The Agent Skills system fits within a broader industry pattern of tool-augmented language model architectures, where foundation models are paired with retrievable, task-specific instruction sets rather than being retrained for each new capability. Frameworks like LangChain, OpenAI's GPT Actions, and Google's Gemini function calling all represent variations on this theme, but Anthropic's filesystem-first approach introduces an interesting constraint: it treats Skills as a configuration artifact rather than a software artifact, aligning them more closely with devops and infrastructure conventions than with traditional software libraries.
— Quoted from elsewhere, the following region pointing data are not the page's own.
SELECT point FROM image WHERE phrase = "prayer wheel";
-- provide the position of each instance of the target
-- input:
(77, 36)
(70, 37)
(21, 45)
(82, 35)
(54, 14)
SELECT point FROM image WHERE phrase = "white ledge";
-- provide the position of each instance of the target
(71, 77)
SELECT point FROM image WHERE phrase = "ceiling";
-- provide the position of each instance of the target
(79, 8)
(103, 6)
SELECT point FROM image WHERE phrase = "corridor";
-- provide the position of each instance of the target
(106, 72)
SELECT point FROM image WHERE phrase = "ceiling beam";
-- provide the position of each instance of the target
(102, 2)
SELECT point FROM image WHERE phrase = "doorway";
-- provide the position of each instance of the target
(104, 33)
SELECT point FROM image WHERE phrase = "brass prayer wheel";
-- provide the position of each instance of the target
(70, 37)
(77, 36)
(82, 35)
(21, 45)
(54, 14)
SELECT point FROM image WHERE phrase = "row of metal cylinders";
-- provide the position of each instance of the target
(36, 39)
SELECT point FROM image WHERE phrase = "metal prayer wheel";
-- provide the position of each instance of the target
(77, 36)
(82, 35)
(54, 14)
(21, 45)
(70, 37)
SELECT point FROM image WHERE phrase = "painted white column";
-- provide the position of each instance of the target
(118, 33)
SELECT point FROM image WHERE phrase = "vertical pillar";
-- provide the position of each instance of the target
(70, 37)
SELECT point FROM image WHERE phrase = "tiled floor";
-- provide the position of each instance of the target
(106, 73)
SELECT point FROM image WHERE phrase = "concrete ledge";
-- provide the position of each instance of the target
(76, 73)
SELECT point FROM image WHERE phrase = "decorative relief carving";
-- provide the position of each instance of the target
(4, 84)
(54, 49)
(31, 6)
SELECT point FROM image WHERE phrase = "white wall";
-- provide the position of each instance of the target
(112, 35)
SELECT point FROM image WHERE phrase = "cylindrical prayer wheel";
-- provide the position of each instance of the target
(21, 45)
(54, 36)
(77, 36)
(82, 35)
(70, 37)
This design choice has notable implications for auditability, reproducibility, and team collaboration, since Skills stored in `.claude/skills/` directories can be reviewed, diffed, and rolled back using standard version control workflows, treating AI capability extensions with the same rigor applied to application configuration.

The troubleshooting guidance embedded in the documentation also signals maturity assumptions about the developer audience and production deployment contexts. Explicit instructions for verifying filesystem paths, confirming `settingSources` configuration, and checking skill naming conventions against the `plugin:skill` namespace convention suggest that Skills are intended for non-trivial deployments where multiple projects, users, and plugin ecosystems may coexist. The acknowledgment that the `skills` option is "a context filter, not a sandbox" is a significant transparency note — it openly concedes a security boundary limitation that developers integrating Claude into sensitive workflows must account for independently. This kind of explicit constraint documentation reflects a growing norm in enterprise AI tooling, where trust and safety assumptions must be made explicit rather than implied.